Load Mask Pops up a panel to select a previously defined mask (./Image_R##.msk) for display and further editing
Reset Erases all the slitlets defined so far. Previously unsaved work will be lost
Edit Mask Pops up an ascii editor of the mask file
Print Mask In an ideal world dumps the display (the background image + defined slits) on to the nearest printer. However sometimes communication problems with the printer can occur: in this case a postscript file in the current directory is created (always named screen34.ps - will be overwritten each time this option is selected). This file can be printed with the command lp screen34.ps. It is important that the image display is in the front of the screen, and not obscured by another window. (In case the printer is not setup on wlsmos -- please ftp the postscript file to another computer for printing. The printer in the users's room is called lptastro1)
Save Mask This saves the existing slitlet configuration into 2 equivalent files: *.msk and EMOS-MASKS/*.mask. The first file is comprehensible to the MOS mask defining tool (can be reloaded for further work using Mask->Load Mask) while the second is to be used for actual punching (i.e. the file which is transferred to wemmi:/vltdata/tmp/EMOS-MASKS/). Every subsequent saving of a mask file for the same image will increment the number in mask name.

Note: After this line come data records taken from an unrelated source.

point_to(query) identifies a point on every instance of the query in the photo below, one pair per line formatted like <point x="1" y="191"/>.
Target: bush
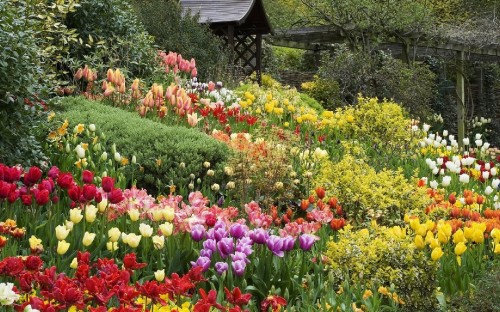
<point x="325" y="91"/>
<point x="22" y="79"/>
<point x="380" y="75"/>
<point x="383" y="257"/>
<point x="367" y="195"/>
<point x="380" y="123"/>
<point x="112" y="37"/>
<point x="159" y="149"/>
<point x="174" y="31"/>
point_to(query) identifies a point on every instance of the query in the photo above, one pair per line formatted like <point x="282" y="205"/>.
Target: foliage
<point x="368" y="195"/>
<point x="382" y="76"/>
<point x="25" y="79"/>
<point x="363" y="22"/>
<point x="381" y="123"/>
<point x="385" y="256"/>
<point x="110" y="35"/>
<point x="485" y="296"/>
<point x="159" y="149"/>
<point x="276" y="59"/>
<point x="325" y="91"/>
<point x="175" y="31"/>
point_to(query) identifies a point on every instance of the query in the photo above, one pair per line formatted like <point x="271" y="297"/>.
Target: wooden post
<point x="460" y="88"/>
<point x="258" y="57"/>
<point x="230" y="41"/>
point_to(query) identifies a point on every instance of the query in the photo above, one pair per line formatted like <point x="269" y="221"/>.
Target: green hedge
<point x="149" y="141"/>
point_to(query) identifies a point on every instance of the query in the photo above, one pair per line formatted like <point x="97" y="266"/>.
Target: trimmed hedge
<point x="149" y="141"/>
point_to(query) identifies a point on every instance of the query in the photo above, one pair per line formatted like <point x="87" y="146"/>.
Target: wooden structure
<point x="241" y="23"/>
<point x="323" y="37"/>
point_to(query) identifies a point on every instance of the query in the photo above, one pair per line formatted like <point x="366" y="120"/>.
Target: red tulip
<point x="87" y="177"/>
<point x="89" y="191"/>
<point x="320" y="192"/>
<point x="42" y="197"/>
<point x="108" y="184"/>
<point x="115" y="196"/>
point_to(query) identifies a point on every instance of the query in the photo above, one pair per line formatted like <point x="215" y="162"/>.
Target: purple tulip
<point x="288" y="243"/>
<point x="245" y="241"/>
<point x="220" y="233"/>
<point x="198" y="232"/>
<point x="259" y="236"/>
<point x="221" y="267"/>
<point x="225" y="247"/>
<point x="275" y="244"/>
<point x="306" y="241"/>
<point x="203" y="262"/>
<point x="220" y="224"/>
<point x="210" y="244"/>
<point x="206" y="253"/>
<point x="238" y="267"/>
<point x="244" y="248"/>
<point x="238" y="230"/>
<point x="240" y="256"/>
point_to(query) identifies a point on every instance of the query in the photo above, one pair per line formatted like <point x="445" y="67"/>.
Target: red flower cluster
<point x="93" y="284"/>
<point x="28" y="186"/>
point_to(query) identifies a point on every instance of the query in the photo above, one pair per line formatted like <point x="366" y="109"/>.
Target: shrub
<point x="22" y="82"/>
<point x="380" y="75"/>
<point x="381" y="123"/>
<point x="174" y="31"/>
<point x="112" y="37"/>
<point x="325" y="91"/>
<point x="367" y="195"/>
<point x="159" y="149"/>
<point x="383" y="256"/>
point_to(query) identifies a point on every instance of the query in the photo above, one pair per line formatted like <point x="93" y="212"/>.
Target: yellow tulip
<point x="429" y="237"/>
<point x="419" y="242"/>
<point x="35" y="242"/>
<point x="74" y="263"/>
<point x="495" y="233"/>
<point x="146" y="230"/>
<point x="166" y="228"/>
<point x="134" y="214"/>
<point x="434" y="243"/>
<point x="168" y="213"/>
<point x="443" y="239"/>
<point x="421" y="229"/>
<point x="437" y="253"/>
<point x="459" y="237"/>
<point x="75" y="215"/>
<point x="460" y="248"/>
<point x="133" y="240"/>
<point x="88" y="239"/>
<point x="114" y="234"/>
<point x="90" y="213"/>
<point x="112" y="246"/>
<point x="102" y="205"/>
<point x="158" y="241"/>
<point x="62" y="247"/>
<point x="157" y="214"/>
<point x="160" y="275"/>
<point x="61" y="232"/>
<point x="478" y="236"/>
<point x="468" y="233"/>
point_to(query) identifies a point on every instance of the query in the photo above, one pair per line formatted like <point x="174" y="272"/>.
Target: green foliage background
<point x="150" y="141"/>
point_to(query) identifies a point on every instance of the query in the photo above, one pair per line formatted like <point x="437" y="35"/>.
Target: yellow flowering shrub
<point x="382" y="123"/>
<point x="367" y="195"/>
<point x="383" y="256"/>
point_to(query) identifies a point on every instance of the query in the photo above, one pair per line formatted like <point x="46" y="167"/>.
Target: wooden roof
<point x="249" y="14"/>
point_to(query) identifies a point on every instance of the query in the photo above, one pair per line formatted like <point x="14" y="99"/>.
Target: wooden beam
<point x="258" y="56"/>
<point x="460" y="88"/>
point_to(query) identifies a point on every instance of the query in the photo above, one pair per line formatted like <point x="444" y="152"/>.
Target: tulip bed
<point x="359" y="209"/>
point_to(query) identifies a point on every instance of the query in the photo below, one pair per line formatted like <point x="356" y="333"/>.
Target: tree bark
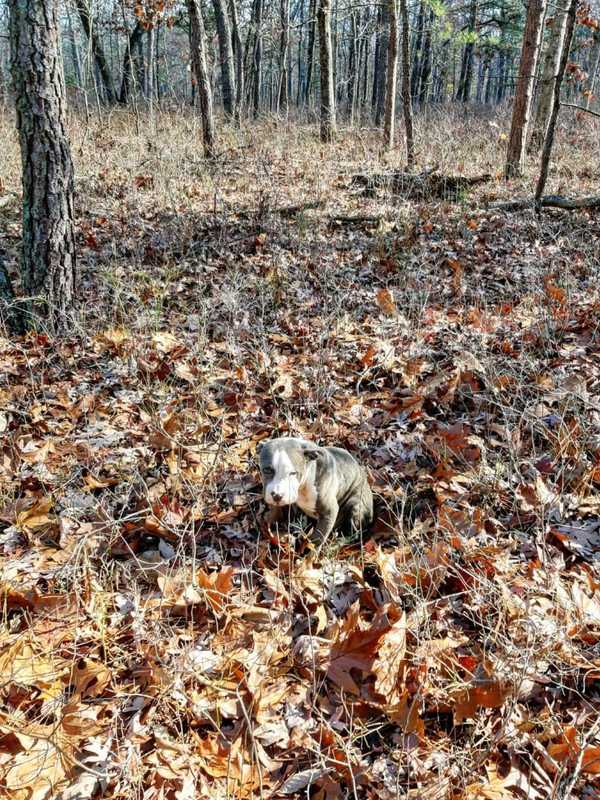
<point x="226" y="56"/>
<point x="353" y="65"/>
<point x="133" y="41"/>
<point x="382" y="66"/>
<point x="239" y="61"/>
<point x="74" y="50"/>
<point x="97" y="50"/>
<point x="416" y="61"/>
<point x="466" y="71"/>
<point x="257" y="58"/>
<point x="328" y="124"/>
<point x="549" y="140"/>
<point x="201" y="76"/>
<point x="406" y="95"/>
<point x="557" y="25"/>
<point x="392" y="77"/>
<point x="515" y="158"/>
<point x="48" y="251"/>
<point x="150" y="66"/>
<point x="284" y="43"/>
<point x="426" y="62"/>
<point x="310" y="55"/>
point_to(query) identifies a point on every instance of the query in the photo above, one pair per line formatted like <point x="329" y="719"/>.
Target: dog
<point x="326" y="483"/>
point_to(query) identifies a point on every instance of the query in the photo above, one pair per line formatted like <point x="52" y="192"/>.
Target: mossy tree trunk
<point x="201" y="76"/>
<point x="48" y="253"/>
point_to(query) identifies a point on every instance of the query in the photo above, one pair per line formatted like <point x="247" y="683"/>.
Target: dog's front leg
<point x="274" y="515"/>
<point x="326" y="523"/>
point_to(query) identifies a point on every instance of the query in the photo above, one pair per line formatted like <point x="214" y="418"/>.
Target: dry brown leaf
<point x="386" y="302"/>
<point x="390" y="664"/>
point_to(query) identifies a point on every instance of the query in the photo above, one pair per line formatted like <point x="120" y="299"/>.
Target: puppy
<point x="327" y="483"/>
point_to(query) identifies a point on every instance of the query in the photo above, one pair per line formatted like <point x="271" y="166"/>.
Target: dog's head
<point x="283" y="466"/>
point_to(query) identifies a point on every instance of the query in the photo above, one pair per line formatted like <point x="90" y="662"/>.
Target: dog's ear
<point x="311" y="451"/>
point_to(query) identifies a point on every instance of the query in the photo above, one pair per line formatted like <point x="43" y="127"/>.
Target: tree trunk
<point x="382" y="67"/>
<point x="328" y="126"/>
<point x="353" y="66"/>
<point x="310" y="55"/>
<point x="392" y="77"/>
<point x="595" y="68"/>
<point x="406" y="95"/>
<point x="549" y="140"/>
<point x="150" y="66"/>
<point x="226" y="56"/>
<point x="416" y="62"/>
<point x="97" y="50"/>
<point x="284" y="43"/>
<point x="239" y="61"/>
<point x="135" y="37"/>
<point x="257" y="60"/>
<point x="515" y="158"/>
<point x="48" y="255"/>
<point x="425" y="62"/>
<point x="557" y="25"/>
<point x="365" y="61"/>
<point x="74" y="50"/>
<point x="201" y="76"/>
<point x="466" y="71"/>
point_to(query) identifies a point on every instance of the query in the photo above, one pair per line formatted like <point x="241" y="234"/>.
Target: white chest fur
<point x="307" y="494"/>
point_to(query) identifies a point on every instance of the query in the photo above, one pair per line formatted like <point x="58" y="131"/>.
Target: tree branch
<point x="581" y="108"/>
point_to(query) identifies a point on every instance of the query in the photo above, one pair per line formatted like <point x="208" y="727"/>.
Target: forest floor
<point x="157" y="640"/>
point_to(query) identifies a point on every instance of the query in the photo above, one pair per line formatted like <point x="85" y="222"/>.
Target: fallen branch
<point x="355" y="219"/>
<point x="551" y="201"/>
<point x="424" y="185"/>
<point x="581" y="108"/>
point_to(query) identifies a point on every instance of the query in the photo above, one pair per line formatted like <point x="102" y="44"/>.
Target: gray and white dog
<point x="327" y="483"/>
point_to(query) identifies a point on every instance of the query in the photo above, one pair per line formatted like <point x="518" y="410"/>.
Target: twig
<point x="565" y="792"/>
<point x="551" y="201"/>
<point x="581" y="108"/>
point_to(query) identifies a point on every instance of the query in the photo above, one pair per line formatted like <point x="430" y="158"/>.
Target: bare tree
<point x="284" y="44"/>
<point x="226" y="56"/>
<point x="100" y="60"/>
<point x="406" y="94"/>
<point x="328" y="126"/>
<point x="549" y="140"/>
<point x="392" y="76"/>
<point x="239" y="60"/>
<point x="515" y="157"/>
<point x="557" y="25"/>
<point x="201" y="76"/>
<point x="48" y="252"/>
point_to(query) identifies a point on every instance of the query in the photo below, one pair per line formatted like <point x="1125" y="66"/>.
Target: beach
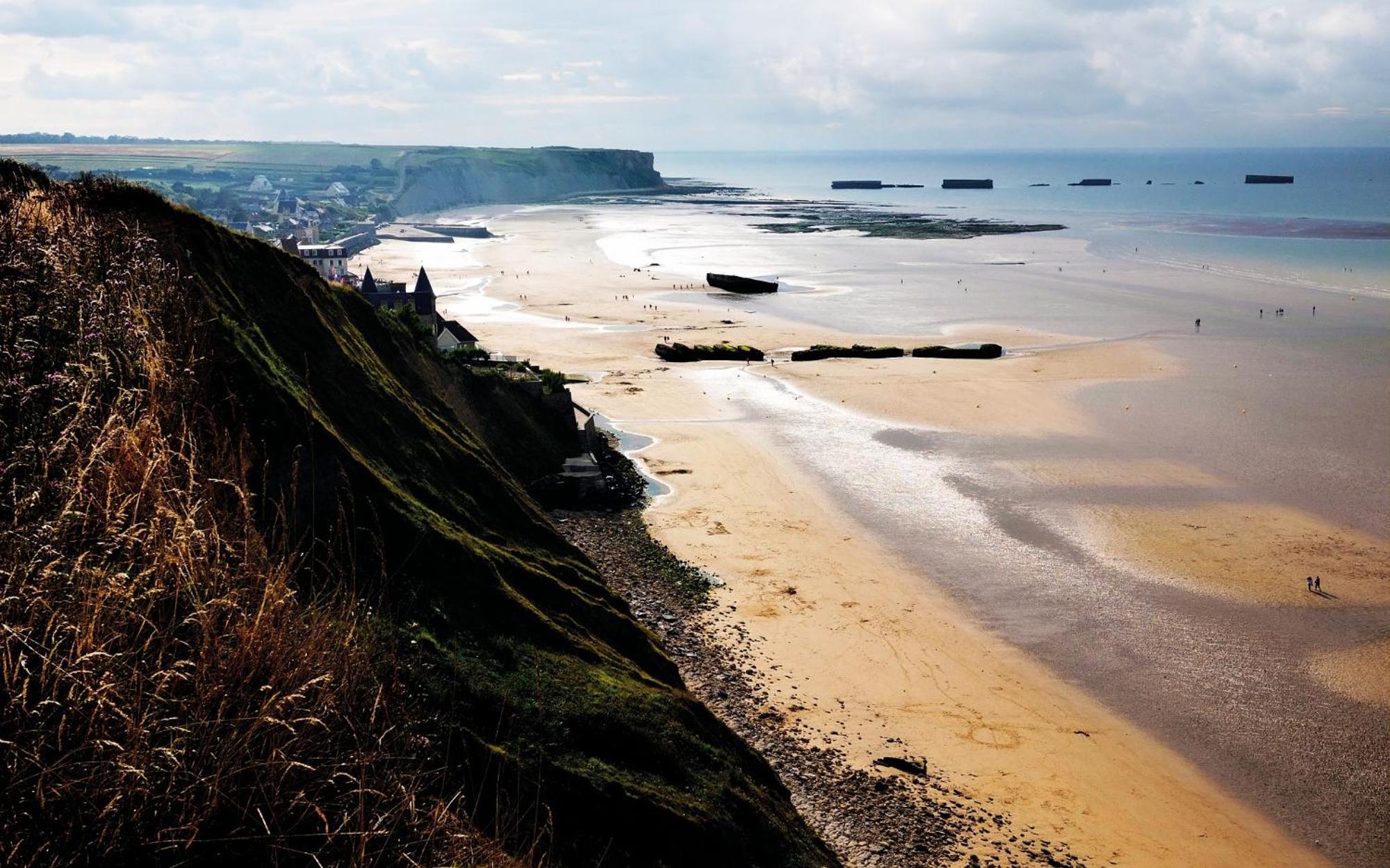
<point x="1072" y="579"/>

|Tools||Zoom Use this to zoom in on a subsection of an
image - useful in selecting blended objects and careful placing of slits
such that they do not overlap. Select this option and then define the zoom
area by clicking the left mouse button on the two opposite corners. The
zoom will always maintain the aspect ratio.
Unzoom Select this to display the whole image. Note that when this option is used all the graphics will be cleared and will have to be displayed again.
Scroll Use this to change the centre of display. Select this option and click left mouse button on the desired location to move it to the centre.
Next Slit Scrolls the display such that the next slit moves into view (in a zoomed display, for example)
Cut Useful (though rather unwieldy) for changing the intensity cuts of the image display. Select this panel and left-click on two pixels - the intensities of the two pixels will define the lower and upper intensity limits with which the image will be redisplayed.
|Colors||Colour 1-8 Different colours in which slitlets
can be shown.
Clear Selecting this clears all graphics - the only way to remove dead wood. Deleted slitlets will remain on the display until they are Cleared and the redisplayed using Masks->Show All
|Making a mask -- Using the MOS mask tool|
The 3 reference stars
There is no spatial restriction on the location of targets on the CCD other than for the reference stars. However if you are using the narrowest punch be prepared to lose 1 or 2 objects close to the margins of the CCD especially if your reference star locations are less than perfect.